Biking the Prosecco Wine Zone of Valdobbiadene




Prosecco Wine Road

treviso-icon-valdobbiadene This week I have been riding in the Valdobbiadene area and Colli Congeliano hills while taking a few breaks, the one wine you will continue to encounter is Prosecco.  I have been learning alot about wines in the past years; one thing is that a style of Prosecco has been made as far back as the 1100’s,  but the wine does not resemble today’s version.

Prosecco as we know it today can trace its roots back to the 1868 with the founding of the Carpené Malvoti winery by Antonio Carpené, a winemaker and a chemist. He began to make his Prosecco in large tanks instead of allowing the fermentations to occur in bottles. This was possible by using  pressurized tanks, that had been created in France, to make wine, this is now known as the Charmat (named after the inventor) style.  In order to list the DOC name on the label, the wines must be at least 85% Prosecco grapes with up to 15% being Pinot Bianco, Pinot Grigio, Chardonnay and/or Verdiso. A maximum limit of 10% was set only for the use of the Verdisio grape. Wines must be at least 10.5% Alcohol by volume. Now the rules have changed and for a Prosecco to be labeled a Prosecco it must have orginated in the Colli Conegliano and Valdobbiadene Zone-  Any wine made outside this zone is now must be labeled vino fizzate.

The old style of Prosecco was a faintly effervescent wine that was made and consumed locally (similar to Moscato d’Asti). The wine is made from the prosecco grape (thought to hail from two possible orgins, one group contends it originated in the region of Friuli, another group believes the grape from the Friuli started as the Serprino grape, that was brought north by the Romans to the town of Este, that sits at the southern portion of the Eugenai Hills).
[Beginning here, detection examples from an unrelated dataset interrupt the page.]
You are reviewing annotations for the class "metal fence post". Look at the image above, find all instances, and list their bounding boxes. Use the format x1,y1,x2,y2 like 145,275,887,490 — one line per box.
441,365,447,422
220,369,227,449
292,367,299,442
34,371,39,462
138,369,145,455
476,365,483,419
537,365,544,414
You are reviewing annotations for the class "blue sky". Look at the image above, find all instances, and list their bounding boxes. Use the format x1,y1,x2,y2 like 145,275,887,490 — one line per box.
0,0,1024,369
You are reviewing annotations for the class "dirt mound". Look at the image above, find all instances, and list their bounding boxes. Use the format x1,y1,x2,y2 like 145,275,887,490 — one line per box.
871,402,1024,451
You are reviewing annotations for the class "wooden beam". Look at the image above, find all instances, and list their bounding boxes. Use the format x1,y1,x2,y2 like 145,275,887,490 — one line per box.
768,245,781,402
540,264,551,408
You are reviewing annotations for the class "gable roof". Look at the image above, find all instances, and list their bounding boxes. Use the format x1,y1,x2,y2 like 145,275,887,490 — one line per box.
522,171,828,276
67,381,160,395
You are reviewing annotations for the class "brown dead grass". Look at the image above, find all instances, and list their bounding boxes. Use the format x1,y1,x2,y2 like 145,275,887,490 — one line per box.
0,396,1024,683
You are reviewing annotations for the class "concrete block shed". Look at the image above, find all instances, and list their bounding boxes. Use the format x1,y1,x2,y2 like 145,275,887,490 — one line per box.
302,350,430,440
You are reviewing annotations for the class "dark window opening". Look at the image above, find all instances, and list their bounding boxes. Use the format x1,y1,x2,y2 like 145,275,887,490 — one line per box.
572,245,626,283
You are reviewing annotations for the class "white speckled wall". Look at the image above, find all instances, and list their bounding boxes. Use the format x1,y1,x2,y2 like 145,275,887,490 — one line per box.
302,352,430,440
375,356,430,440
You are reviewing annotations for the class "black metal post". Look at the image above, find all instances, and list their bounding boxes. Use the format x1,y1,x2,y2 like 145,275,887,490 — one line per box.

The prosecco grape is a white grape that naturally ripens very late in the season, so growers were forced to wait until late in the harvest season to pick the grapes. The winemakers would crush the grapes and then their fermentations would be initiated. However, in the days before temperature control, winter would set in and the lower temperatures would halt the fermentation. The wine was then bottled. When the temperatures warmed the following spring, there would be carbon dioxide bubbles trapped in the wine giving it a light fizzy quality. Because the fermentations were not complete, the wine often was sweet from residual sugar left in the wine. That is, the yeast cells were killed by the cold before they converted all the sugar in the must to alcohol and CO2.

There are some differences between the Conegliano and Valdobbiadene areas. Conegliano wines are from the lower lying areas and they tend to be a bit fruitier especially showing more of a peach quality than a citrus one. The ones marked Valdobbiadene are from the higher elevations and tend to be crisper and citrusier. I prefer the Valdobbiadene wine because the crispness and refreshing nature of these wines is, in my opinion, one of its most positive characteristic.  

Santo-Stefano-Processo-Wine-road

A smaller area also exists within the Valdobbiadene DOC zone called Cartizze, this wine is considered one of Italy’s “Grand Cru”. The vineary is made up of  about 205 acres the has become the source for the very best grape, that Prosecco has to offer. The wines are big, well made, and more serious, also the alcohol content must be at least 11%.  These wines do not fit into the usual Prosecco mold in terms of style, price or when to drink them, instead they are similar to lower level Champagnesand priced accordingly.  These wines are worth trying, and here in the Veneto we tend to use as a special occasion, where as best part of Prosecco is its refreshing qualities as an inexpensive aperitif.
If you are visiting the Veneto this area is one of the "not to miss" if you like biking or prosecco.